Originally published in 1952 as Cast the First Stone, in a highly censored version that turned third person to first person, and omitted much of the frank, candid, loving, and passionate substance and plot of the book. It was finally published posthumously in 1998. Incredible.
Here are some notes taken by Allison Guess, Assisting Instructor in “Black Listed” in our collaborative notetaking Google Doc. Group 1 also asked us to make a connection between “our sentence” and the theoretical readings for the previous class–another fantastic “active learning method.” (Challenging students to connect back and forth over a class correlates very highly with both retention and applicability, a students’ ability to not just read something new but find ways that they themselves can apply it in future situations.
Notes on some of our favorite sentences from Yesterday Will Make You Cry:
Pg. 480 “dying for want of laughter”
1st sentence: Edited (1952) vs. un-edited (1998) version
Pg. 315 and “He had always believed that they were right” (Unwritten and unmapped thinking– alongside McKittrick)
Pg. 11-12 and pg. 167 “grinning black” “…his mouth was still grinning….” (Black author/white main character/writing about Black characters)
Pg. 308 Bottom of 3rd paragraph “It stained their relationship…have to be returned” Also pg. 13 of Wilson (Himes’ life as it relates to the book.)
Pg. 361 “each day when they went up to super…however, he did not let insignificant matter affect him anymore.” (Person looking for intimacy)
pg. 53 “The 5 F Descriptions of the carceral space, very calculated measurements Dormitory…where they housed Negros…less than 50 feel away…” (Stuck in this space, but the description keep thinking about McKitrick getting lost and demarcating space for himself in a place where it is difficult to find prison. Keeps thinking about a beige prison right down town in (Metropolitan Prison) small slits.

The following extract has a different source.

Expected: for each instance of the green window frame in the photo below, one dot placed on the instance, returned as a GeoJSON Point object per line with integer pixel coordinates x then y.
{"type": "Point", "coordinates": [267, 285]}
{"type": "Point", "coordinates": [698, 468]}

Pg. 227 “Two things he did not want to do…going crazy and to die”
Queer horizon and abolitionist horizon of social and civic death. McKittrick
Pg. 44 “There are many hazards in prison, but none greater than the hazard on friendship” (preposition “on”) breakdown of social relationships not just in the “inside” “outside” separation, but also the disruption of social relationship on the inside. Pg. 51 the Negro says, “W’ut goddamn window?” (liking this to racist diagnosis of Drapetomania)
Pg. 64 “every power of freedom…smile” (White character and the meaning behind this).